Con il suo 6,15 al secondo salto, Mondo, lo svedese che deve ancora compiere 21 anni, supera anche il mostro sacro Bubka. Lo aveva fatto con un 6,18 al coperto, adesso ha anche il canone dell'ufficialità in outdoor, con un 6,15 che lo lega indissolubilmente a Roma e alla notte del Golden Gala "Pietro Mennea" che nella sua 40esima edizione lo ha incoronato.

Un record del mondo, tre WL, un record italiano, una MPI U23 (LEGGI TUTTO QUI): le stelle dell'atletica mondiale nella tappa italiana della Diamond LEague non si rispamiano, tutt'altro. Certo, pesa che non ci sia il pubblico nel tempio dello sport italiano. Ma sono tutti lì, davanti alla tv, a godersi uno show imperdibile.

L'asta inizia per prima e poi regala l'ultimo sussulto, quello più grande: il volo angelico di Mondo Duplantis sul tetto del mondo, un 6,15 che forse può esser migliorato a breve o più in là.

A questa annata "strana e pazzesca" può farne seguire altre, lo svedesino che sta facendo innamorare tutti. Peccato che nella gara dell'asta, quella che riscrive le liste mondiali di sempre, non abbia partecipato Claudio Stecchi: il fiorentino delel Fiamme Gialle a Roma è di casa. Castelporziano, di fatto, è a un passo.
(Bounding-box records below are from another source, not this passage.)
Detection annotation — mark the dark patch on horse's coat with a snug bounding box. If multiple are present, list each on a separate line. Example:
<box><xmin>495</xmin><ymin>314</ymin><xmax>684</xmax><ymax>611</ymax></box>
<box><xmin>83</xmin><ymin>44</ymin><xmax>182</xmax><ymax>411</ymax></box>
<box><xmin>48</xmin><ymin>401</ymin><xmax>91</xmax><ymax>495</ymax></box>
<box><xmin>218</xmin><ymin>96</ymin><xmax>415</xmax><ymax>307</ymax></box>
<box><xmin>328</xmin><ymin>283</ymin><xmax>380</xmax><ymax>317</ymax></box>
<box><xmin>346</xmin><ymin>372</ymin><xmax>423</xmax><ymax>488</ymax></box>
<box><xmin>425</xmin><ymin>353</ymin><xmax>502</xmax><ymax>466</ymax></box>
Arrivato fino a 5,82, a otto centimetri da quel Giuseppe Gibilisco che lui conosce bene, benissimo, Claudio deve arrendersi prima ancora di entrare in gara: un dolorino al ginocchio, rischioso mettersi a saltare. Anche se è Roma, se è la Diamond League. 

Chi invece gareggia è Alice Mangione: campionessa italiana dei 400 a Padova, si conferma. Certo, rimanendo dietro ai mostri sacri in rosa del giro di pista mondiale, ma davanti a un'altra azzurra, Rebecca Borga con 52.78, a otto cetesimi dal personale. Marta Oliva, che qui nella Capitale la allena, sarà contenta. "C'era un livello alto, però sono soddisfatta del mio tempo anche se noi atleti non ci accontentiamo mai. È stata dura rimanere attaccata alle altre perchè sono davvero forti, ma questo non mi scoraggia, anzi mi gasa di più per fare meglio l'anno prossimo" dice Alice, portacolori dell'Atletica Bresca Metallurgica San Marco e siciliana doc.

Cade il record italiano dei 3000: Genny Di Napoli dopo 24 anni lascia spazio a Yeman Crippa. Nello stadio Olimpico vuoto, ma pieno di occhi che guardano e tifano, il Fiamme oro di Massimo Pegoretti vola. Vero, è quarto, ma a lui serve riscrivere la storia italiana della distanza.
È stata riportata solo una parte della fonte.